Still not successful with fluffy grits
Recently I posted a question about how to produce fluffy grits. (http://chowhound.chow.com/topics/9100...) Thanks to all of you for your suggestions. However, I am still puzzled. Several people suggested a higher ratio of liquid to dry grits, but on the most recent attempt after simmering for over an hour my grits had not even absorbed the original 4 cups of liquid and the mixture was still runny and sloppy. I was using the bag of grits I bought at a roadside stand in Georgia in April. Are my grits too old? Too dry? What's going on here?
The coarser the grind the longer the cooking needed to "Bloom" the grains. Overnight soaking is a great way to cut the cooking time and get a very Bloomed grain. Take a look at Anson Mill's instructions ;
I think the lack of Cheese is the big difference between what you had S.C. and your Dairy-free version. The addition of the Cheese does more than flavor the Grits, it also changes the texture pretty significantly.
Were your grits refrigerated , or in the kitchen cupboard?( thye might be stale)
Did you stir the grits into the boiling water until incorporated and then every 5 minutes or so?
Adding milk at the finishing does make them fluff up- so all of these factors might have lead to your outcome.
I boil 4 cups of water and put 1-1/2-2 cups of grits in a bowl WITH 1 cup of water to make a " slurry" . When the water boils, I slide the slurry into the water.
I live at sea level now, but when I was up 3000ft I adjusted the liquid/grit ratio
Stone ground grits (with the germ) might go rancid if old. Degerminated have a much longer shelf life. But age shouldn't affect the cooking texture.

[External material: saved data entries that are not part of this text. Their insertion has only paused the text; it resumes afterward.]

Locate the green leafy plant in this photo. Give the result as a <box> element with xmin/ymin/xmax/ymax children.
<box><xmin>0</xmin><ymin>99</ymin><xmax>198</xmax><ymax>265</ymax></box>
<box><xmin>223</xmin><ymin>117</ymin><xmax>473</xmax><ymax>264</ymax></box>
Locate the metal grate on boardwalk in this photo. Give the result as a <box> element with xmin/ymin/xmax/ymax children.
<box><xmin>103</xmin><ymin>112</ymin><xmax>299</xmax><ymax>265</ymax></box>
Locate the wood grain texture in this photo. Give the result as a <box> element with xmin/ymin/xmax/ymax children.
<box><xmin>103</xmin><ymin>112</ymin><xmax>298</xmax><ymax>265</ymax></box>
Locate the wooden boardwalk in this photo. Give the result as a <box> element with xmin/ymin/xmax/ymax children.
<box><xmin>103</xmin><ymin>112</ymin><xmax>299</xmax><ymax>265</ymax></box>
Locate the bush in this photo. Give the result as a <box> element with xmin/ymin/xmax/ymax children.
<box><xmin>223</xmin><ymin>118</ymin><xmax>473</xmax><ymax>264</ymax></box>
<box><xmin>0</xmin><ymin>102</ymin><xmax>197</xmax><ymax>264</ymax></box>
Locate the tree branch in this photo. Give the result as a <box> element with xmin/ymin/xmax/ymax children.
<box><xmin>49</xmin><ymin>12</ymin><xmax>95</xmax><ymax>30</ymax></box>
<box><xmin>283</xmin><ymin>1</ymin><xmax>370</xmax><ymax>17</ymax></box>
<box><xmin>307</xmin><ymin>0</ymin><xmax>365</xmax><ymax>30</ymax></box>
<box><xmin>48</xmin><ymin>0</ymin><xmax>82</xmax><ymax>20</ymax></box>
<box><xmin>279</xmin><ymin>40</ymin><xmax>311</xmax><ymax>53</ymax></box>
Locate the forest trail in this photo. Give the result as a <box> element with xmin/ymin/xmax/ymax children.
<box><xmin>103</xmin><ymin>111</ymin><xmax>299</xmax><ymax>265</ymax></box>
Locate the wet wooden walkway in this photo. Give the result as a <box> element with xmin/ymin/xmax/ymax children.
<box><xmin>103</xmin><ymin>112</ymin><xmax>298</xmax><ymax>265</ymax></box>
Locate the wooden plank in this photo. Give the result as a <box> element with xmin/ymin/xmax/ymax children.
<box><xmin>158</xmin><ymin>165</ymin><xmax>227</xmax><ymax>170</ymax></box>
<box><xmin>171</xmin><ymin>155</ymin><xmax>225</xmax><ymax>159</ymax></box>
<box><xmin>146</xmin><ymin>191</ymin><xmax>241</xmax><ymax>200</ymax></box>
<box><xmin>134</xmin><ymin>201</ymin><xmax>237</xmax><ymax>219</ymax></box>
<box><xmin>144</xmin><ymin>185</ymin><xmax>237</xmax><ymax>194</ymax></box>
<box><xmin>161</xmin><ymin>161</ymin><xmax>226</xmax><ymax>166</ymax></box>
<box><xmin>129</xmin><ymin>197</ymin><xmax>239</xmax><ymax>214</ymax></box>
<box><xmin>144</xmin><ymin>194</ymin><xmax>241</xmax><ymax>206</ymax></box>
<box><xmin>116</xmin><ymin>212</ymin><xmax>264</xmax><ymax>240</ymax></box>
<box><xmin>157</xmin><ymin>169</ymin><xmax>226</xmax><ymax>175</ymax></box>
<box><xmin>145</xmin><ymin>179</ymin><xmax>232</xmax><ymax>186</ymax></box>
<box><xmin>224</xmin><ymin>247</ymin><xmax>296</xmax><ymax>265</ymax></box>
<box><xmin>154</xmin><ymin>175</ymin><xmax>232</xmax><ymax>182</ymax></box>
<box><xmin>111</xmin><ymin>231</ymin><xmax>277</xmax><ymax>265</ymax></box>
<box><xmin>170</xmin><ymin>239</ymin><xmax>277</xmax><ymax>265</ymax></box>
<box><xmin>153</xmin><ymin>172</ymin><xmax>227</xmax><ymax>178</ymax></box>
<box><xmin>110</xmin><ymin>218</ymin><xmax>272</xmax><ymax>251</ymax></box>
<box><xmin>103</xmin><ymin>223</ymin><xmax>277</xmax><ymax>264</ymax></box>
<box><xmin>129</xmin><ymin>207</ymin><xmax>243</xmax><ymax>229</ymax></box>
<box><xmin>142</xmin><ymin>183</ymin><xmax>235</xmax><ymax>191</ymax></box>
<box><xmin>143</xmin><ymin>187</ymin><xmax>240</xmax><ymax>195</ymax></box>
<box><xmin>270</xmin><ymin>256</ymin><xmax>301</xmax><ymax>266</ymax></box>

Cooking grits isn't much different from cooking other cereals, cream of wheat, oatmeal, cornmeal, cracked wheat, cut oats. Finer grinds have to be added with care to the boiling water (or stirred very well) so they are evenly dispersed and don't form lumps. Coarser grinds take longer to start absorbing the water.
Americas Test Kitchen found that a bit of baking soda reduced the need for frequent stirring when cooking cornmeal. Technically the alkalinity promoted the gelatinization of the surface starches. I haven't fully tested that myself.